Sedu aprova oferta do Ensino Médio em escola quilombola
A Secretaria da Educação (Sedu) publicou, nesta quinta-feira (11), no Diário Oficial do Estado, a aprovação da oferta do Ensino Médio na modalidade de Educação Escolar Quilombola na Escola Estadual de Ensino Fundamental e Médio (EEEFM) Graúna, localizada no município de Itapemirim. A medida foi autorizada pelo Conselho Estadual de Educação (CEE-ES), conforme o Parecer CEE-ES nº 9.606/2025, aprovado em Sessão Plenária no dia 18 de novembro.
Com a deliberação, a unidade está autorizada, a partir de 2026, a ofertar 120 vagas anuais, no turno matutino, destinadas ao Ensino Médio específico para estudantes quilombolas.
O secretário de Estado da Educação, Vitor de Angelo, destacou que a aprovação integra as ações do Governo do Estado para garantir que todas as etapas e modalidades de ensino contemplem a diversidade existente na Rede Pública Estadual, promovendo aprendizagens significativas e assegurando oportunidades formativas que respeitem e dialoguem com a realidade de cada estudante.
“O fortalecimento da Educação Quilombola no Espírito Santo é motivo de grande celebração para toda a Rede. A aprovação da oferta de Ensino Médio na Escola Graúna representa um avanço concreto na garantia do direito à aprendizagem para estudantes quilombolas, com respeito à sua história, identidade e território.

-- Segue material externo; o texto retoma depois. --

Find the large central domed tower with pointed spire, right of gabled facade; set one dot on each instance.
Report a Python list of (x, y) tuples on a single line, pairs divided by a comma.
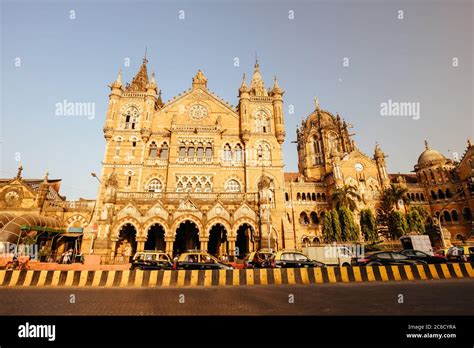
[(321, 138)]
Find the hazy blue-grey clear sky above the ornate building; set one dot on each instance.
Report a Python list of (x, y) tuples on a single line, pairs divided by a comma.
[(353, 55)]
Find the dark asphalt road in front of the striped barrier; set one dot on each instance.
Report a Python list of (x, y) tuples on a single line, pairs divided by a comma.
[(436, 297)]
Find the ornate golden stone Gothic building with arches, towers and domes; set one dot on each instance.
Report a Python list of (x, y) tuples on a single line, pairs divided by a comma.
[(196, 172)]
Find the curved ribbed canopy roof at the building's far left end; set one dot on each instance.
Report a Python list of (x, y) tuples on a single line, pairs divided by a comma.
[(28, 222)]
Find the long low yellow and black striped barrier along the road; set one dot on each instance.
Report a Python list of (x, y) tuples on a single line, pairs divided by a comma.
[(236, 277)]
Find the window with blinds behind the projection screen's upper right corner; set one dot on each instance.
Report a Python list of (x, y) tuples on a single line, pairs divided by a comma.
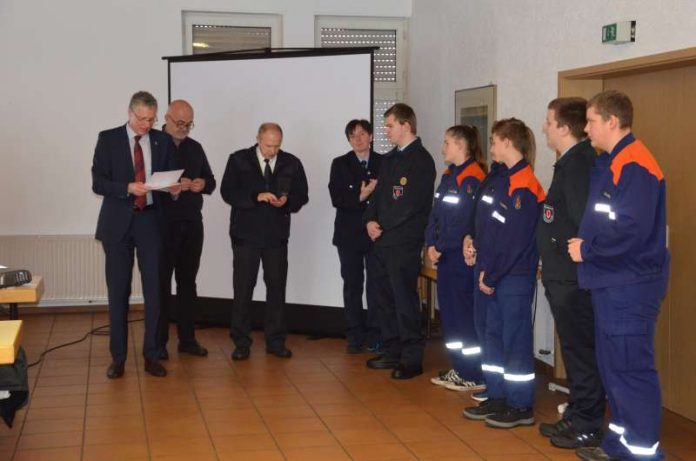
[(388, 65)]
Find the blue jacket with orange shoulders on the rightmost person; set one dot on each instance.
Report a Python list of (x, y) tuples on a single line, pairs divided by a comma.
[(624, 225)]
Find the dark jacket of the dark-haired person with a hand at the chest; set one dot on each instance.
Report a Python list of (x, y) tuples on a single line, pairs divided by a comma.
[(347, 175)]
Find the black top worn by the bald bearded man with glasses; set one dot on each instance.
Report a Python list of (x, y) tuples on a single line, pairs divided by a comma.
[(190, 157)]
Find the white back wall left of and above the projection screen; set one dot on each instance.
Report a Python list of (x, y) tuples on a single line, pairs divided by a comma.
[(68, 70)]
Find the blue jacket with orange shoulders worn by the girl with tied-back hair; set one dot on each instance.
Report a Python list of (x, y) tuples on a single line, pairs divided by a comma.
[(450, 218)]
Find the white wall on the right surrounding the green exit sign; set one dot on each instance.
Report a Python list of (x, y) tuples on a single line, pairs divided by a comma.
[(521, 45)]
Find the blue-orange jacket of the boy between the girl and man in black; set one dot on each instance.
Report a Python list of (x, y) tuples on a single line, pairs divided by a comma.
[(506, 241)]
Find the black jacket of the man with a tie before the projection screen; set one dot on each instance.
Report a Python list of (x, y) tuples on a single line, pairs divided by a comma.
[(253, 222)]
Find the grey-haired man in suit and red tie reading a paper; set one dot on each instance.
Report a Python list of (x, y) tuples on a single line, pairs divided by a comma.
[(130, 219)]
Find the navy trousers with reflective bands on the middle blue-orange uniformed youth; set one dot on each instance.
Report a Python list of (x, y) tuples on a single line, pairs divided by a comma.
[(509, 342)]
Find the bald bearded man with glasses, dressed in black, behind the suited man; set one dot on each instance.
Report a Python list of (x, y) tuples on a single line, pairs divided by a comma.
[(183, 234)]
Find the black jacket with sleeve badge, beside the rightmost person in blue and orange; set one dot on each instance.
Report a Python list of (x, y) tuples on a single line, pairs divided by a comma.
[(563, 210)]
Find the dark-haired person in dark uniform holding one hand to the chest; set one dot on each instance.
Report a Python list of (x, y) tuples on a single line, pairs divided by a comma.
[(353, 179)]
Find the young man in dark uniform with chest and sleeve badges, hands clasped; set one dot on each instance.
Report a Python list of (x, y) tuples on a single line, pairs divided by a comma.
[(396, 219)]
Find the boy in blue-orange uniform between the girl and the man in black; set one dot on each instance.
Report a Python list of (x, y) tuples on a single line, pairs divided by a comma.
[(507, 261)]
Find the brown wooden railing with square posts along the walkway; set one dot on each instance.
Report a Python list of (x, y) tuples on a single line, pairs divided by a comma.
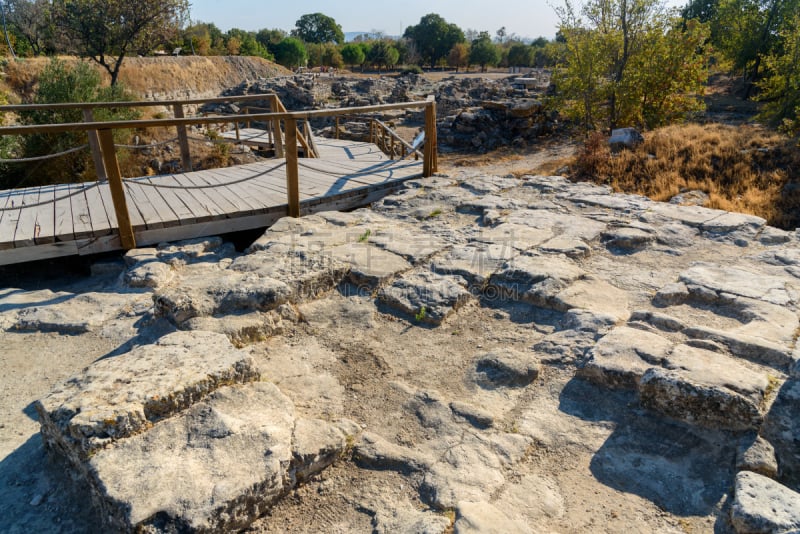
[(105, 156)]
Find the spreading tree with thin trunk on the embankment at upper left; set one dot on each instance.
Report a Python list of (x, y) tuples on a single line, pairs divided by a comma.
[(106, 31)]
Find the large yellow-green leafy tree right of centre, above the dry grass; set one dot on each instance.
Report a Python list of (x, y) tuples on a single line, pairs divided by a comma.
[(629, 63)]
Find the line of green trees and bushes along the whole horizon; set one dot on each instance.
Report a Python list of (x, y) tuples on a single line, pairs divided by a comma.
[(615, 62)]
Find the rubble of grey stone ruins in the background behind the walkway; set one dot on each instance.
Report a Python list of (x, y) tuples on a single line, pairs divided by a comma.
[(473, 114)]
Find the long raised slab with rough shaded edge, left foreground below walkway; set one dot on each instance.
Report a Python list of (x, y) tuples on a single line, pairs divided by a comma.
[(122, 396)]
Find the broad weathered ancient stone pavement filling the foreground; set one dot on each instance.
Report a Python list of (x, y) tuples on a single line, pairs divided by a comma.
[(677, 323)]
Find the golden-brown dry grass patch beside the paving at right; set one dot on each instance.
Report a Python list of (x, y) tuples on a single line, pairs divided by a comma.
[(744, 169)]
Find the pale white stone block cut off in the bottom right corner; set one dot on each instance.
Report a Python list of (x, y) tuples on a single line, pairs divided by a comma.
[(762, 505)]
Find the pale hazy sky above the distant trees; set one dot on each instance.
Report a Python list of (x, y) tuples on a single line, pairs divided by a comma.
[(526, 18)]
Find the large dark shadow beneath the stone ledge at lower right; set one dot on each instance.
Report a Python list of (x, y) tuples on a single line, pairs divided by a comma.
[(683, 470)]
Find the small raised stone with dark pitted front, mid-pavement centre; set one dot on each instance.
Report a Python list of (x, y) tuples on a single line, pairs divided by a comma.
[(427, 296)]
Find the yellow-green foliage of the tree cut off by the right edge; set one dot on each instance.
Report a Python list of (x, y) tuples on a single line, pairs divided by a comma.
[(780, 89)]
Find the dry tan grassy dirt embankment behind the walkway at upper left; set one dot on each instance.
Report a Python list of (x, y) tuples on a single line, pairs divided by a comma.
[(157, 78)]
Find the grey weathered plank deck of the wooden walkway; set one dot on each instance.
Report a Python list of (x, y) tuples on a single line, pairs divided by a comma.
[(75, 219)]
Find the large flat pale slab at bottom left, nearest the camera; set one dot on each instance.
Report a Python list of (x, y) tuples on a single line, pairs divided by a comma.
[(215, 467)]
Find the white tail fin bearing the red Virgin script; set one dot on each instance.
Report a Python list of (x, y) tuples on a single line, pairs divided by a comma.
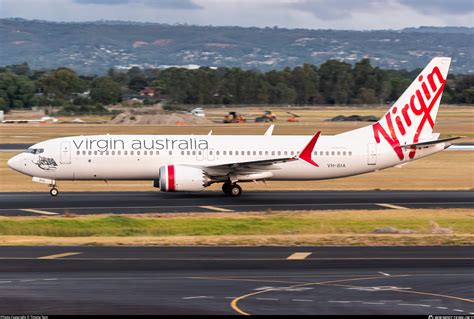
[(412, 116)]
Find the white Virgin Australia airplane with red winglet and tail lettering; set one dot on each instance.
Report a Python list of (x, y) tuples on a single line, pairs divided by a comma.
[(188, 163)]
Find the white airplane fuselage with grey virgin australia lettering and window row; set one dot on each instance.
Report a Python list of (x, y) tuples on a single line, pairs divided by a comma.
[(139, 157)]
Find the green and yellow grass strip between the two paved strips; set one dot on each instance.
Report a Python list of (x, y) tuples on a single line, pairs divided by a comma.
[(269, 224)]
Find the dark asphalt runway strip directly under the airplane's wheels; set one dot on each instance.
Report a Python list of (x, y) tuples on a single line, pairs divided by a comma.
[(82, 203)]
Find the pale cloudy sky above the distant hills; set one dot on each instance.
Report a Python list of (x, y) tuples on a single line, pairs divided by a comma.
[(309, 14)]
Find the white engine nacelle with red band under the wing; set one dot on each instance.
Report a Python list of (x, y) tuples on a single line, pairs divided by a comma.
[(178, 178)]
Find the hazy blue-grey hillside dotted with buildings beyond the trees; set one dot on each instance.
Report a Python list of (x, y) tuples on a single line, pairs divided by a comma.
[(94, 47)]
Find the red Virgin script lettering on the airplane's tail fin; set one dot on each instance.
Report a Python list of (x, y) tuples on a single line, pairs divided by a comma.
[(420, 105)]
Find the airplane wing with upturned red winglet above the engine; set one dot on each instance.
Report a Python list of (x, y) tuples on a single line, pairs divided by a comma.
[(260, 169)]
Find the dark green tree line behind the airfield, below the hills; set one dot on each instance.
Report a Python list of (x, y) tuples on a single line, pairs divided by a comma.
[(332, 83)]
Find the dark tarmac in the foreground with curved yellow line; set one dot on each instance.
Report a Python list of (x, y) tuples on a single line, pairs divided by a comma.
[(237, 280)]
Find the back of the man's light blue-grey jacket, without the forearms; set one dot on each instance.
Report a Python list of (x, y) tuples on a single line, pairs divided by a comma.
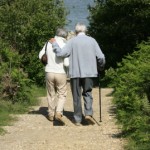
[(84, 50)]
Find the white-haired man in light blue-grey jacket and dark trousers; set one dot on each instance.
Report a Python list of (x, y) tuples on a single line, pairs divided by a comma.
[(84, 54)]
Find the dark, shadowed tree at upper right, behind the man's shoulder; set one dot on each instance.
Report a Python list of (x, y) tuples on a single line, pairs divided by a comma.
[(118, 26)]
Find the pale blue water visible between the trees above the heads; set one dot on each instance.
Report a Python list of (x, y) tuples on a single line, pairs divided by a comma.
[(78, 12)]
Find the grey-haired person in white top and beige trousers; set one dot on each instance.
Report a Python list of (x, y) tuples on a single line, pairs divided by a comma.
[(56, 79)]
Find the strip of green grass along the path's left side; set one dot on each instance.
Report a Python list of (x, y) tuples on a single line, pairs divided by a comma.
[(7, 108)]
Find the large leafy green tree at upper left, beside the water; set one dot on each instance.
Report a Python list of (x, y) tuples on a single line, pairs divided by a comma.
[(27, 25)]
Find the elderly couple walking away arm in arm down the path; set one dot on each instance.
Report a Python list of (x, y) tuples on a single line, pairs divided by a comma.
[(81, 54)]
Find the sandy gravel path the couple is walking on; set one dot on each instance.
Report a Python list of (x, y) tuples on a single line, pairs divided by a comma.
[(33, 131)]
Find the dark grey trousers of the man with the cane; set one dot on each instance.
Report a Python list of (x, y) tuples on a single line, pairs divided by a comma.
[(85, 86)]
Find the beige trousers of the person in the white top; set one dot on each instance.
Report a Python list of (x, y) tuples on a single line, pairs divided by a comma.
[(56, 84)]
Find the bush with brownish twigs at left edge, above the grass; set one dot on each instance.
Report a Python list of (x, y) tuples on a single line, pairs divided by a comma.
[(14, 82)]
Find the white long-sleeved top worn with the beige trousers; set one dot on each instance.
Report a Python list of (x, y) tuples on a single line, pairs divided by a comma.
[(55, 64)]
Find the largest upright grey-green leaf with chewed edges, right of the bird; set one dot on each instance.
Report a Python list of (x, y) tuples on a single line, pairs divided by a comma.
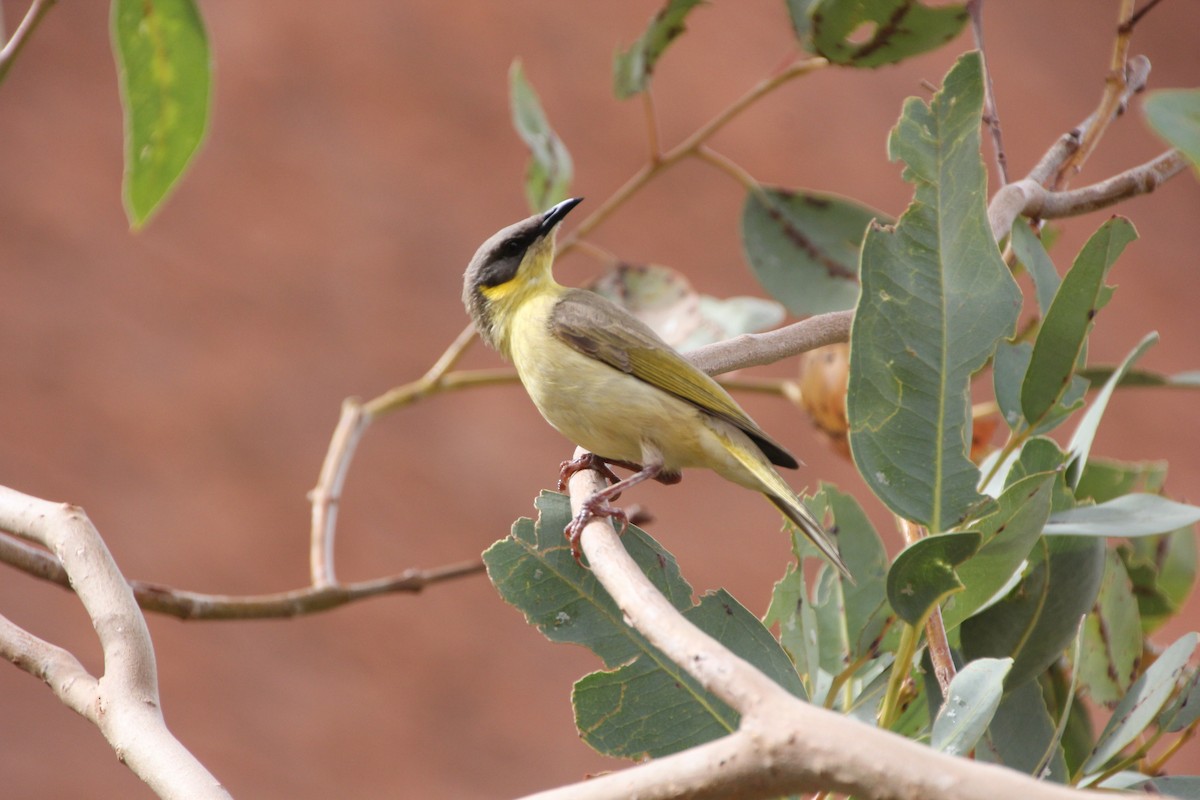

Seguimos comprometidos em ampliar políticas que promovam equidade e assegurem que cada estudante encontre na escola um espaço de pertencimento e desenvolvimento”, afirmou Vitor de Angelo.
Já a gerente de Educação Antirracista, do Campo, Indígena e Quilombola, Aline de Freitas, ressaltou que a escola atende jovens da comunidade local e que, com a nova oferta, passa a fortalecer práticas pedagógicas que reconhecem e valorizam as identidades, tradições e saberes quilombolas.
“A aprovação da oferta do Ensino Médio Quilombola na Escola Graúna é um marco importante para a comunidade e para a Rede Estadual. Esse passo reafirma o compromisso de garantir uma educação que respeita e valoriza as identidades, os modos de vida e os conhecimentos tradicionais dos estudantes quilombolas. Estamos fortalecendo práticas pedagógicas que dialogam com o território e reconhecem a potência cultural dessas comunidades, assegurando que a escola seja um espaço de pertencimento, autonomia e construção de futuro”, contou Aline de Freitas.